The intent of the experience was to develop a basic understanding of societal issues in the host community while comparing and contrasting the Dominican culture with American culture.
"When students go to another country they see how another system of higher education operates and they come back and look at their own system with a newer perspective, realizing that as good as it may be, there are perhaps things that could be different," said Christian Anderson, the assistant professor of higher education and student affairs who accompanied the students on their Dominican Republic experience.
"They also understand how much culture affects higher education and that it doesn't exist in a vacuum."
An additional benefit of the trip, said study abroad advisor Sarah Langston, is that it allowed students to develop a better understanding of their own country's culture and how it relates internationally to the world.
"Students also learn adaptability and flexibility," said Langston, adding that an advantage of conducting a study abroad experience in the Dominican Republic is that it is close and affordable. "We didn't want to travel too far, and Christian Anderson had contacts with university staff members and faculty there that facilitated the trip."
Students visited local universities for lectures and meetings, including the Instituto Tecnológico de Santo Domingo (INTEC), Pontificia Universidad Católica Madre y Maestra (Santo Domingo and Santiago campuses) and the Autonomous University of Santo Domingo.
Students also met with the minister and vice minister of education, Ligia Amada Melo de Cardona, and Rafael González, respectively, and went on excursions and tours to historic sites around Santo Domingo and the Dominican Republic, including the site of the first university in the Americas.
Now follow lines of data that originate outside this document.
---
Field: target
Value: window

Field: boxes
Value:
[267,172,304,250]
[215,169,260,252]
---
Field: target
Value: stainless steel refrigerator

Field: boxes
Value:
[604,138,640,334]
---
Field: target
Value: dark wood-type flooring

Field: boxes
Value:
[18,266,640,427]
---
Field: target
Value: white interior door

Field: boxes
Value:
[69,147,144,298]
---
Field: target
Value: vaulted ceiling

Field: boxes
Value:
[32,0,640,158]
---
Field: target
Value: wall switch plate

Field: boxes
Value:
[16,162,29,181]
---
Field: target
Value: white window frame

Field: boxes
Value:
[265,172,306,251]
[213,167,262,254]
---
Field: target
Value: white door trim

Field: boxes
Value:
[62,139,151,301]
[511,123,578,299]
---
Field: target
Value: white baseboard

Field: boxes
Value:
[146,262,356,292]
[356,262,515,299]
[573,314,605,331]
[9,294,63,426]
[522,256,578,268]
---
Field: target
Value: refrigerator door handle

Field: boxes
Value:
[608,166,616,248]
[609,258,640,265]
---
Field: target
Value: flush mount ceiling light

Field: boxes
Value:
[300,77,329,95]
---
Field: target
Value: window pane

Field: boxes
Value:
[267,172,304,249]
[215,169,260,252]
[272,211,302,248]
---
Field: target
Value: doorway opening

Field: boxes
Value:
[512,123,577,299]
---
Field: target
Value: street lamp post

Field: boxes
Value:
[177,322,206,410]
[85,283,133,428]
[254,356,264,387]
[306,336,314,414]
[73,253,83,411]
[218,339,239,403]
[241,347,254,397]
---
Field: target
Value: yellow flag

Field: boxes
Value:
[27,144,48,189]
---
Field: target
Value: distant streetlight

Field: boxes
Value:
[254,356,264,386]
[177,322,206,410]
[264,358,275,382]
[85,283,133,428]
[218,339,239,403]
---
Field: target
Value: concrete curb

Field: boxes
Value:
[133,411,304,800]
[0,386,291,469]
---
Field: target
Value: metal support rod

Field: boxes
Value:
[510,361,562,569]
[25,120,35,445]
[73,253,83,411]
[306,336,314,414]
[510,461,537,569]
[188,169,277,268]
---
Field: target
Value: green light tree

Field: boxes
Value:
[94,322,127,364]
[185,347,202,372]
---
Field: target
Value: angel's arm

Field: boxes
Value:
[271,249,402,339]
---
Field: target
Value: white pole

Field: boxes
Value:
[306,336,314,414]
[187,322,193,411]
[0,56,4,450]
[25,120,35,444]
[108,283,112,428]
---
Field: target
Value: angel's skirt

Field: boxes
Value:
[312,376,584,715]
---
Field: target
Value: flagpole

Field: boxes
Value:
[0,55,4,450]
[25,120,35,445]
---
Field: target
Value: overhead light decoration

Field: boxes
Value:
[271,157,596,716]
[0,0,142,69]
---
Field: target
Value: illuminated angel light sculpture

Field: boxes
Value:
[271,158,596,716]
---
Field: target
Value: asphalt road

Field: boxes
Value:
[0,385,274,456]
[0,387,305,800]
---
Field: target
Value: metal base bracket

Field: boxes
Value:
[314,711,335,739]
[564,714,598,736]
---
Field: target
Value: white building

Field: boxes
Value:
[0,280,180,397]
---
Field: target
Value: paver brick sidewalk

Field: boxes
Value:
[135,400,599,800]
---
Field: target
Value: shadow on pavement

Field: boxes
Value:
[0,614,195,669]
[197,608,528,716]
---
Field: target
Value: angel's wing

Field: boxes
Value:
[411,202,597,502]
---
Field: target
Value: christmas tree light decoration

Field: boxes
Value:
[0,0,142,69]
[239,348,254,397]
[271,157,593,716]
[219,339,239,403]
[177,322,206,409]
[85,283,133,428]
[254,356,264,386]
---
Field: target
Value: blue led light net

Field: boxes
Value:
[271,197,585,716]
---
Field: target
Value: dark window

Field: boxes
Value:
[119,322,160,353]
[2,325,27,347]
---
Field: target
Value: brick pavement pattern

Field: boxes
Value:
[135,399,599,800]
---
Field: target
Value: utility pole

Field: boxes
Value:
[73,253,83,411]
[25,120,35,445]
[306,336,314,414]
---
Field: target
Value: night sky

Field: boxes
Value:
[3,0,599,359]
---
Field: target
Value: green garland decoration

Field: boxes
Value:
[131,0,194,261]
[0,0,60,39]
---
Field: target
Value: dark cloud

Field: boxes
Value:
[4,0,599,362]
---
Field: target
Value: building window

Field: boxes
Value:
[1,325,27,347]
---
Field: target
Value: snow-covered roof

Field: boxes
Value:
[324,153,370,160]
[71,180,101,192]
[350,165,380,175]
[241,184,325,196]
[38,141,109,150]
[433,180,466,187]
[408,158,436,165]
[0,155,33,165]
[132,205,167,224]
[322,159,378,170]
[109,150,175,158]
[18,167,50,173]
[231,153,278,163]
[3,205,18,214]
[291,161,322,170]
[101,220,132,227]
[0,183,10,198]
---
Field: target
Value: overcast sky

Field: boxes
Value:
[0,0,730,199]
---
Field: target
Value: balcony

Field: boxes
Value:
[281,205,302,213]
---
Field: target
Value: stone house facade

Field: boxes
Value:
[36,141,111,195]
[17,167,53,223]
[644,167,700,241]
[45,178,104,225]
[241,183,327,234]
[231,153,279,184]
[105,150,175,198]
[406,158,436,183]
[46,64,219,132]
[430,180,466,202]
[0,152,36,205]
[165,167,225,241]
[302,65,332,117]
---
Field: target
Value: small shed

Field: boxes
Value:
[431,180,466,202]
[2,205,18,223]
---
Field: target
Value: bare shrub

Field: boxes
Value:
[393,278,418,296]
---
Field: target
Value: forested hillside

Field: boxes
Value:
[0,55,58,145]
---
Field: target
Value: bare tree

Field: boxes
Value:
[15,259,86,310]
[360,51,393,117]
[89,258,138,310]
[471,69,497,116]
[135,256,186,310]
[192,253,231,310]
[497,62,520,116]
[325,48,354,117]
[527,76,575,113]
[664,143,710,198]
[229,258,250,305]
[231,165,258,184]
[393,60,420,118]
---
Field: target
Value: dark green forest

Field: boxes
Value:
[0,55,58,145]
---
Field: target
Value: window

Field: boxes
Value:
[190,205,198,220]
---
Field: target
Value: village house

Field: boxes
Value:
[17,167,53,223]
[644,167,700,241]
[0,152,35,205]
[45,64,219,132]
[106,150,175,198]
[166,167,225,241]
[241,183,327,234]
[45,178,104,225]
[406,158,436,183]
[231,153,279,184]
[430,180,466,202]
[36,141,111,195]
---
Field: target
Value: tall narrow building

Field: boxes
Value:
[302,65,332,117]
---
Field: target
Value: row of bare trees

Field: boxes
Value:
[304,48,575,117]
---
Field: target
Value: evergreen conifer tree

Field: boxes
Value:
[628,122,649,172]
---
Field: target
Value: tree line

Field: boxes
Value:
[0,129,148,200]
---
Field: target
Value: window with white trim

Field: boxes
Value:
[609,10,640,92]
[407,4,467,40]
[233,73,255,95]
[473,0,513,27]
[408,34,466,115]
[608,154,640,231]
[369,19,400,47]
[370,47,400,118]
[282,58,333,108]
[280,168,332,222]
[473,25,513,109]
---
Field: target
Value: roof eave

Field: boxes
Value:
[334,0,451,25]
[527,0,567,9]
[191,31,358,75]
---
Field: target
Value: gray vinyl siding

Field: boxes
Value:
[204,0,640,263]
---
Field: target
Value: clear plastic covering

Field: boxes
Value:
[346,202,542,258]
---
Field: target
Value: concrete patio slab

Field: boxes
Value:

While abroad, each student worked individually on a project related to higher education in the Dominican Republic. Topics included its history, student mobility, government policy, faculty issues, finances, and student life.
Students had the opportunity to meet in groups and individually with faculty members, administrators, government officials, students, or others with whom they could discuss their projects.
Carolina offers a multitude of study abroad experiences for its students, said Langston, noting that another USC student group from the School of Hotel, Restaurant, and Tourism Management also visited the Dominican Republic during Spring Break.
During the Maymester and summer, Carolina students will take part in USC-sponsored study abroad programs in Tanzania, Costa Rica, Germany, Poland, Hungary, the Czech Republic, France, Italy, Spain, Mexico, England, Ecuador, Germany, and Taiwan.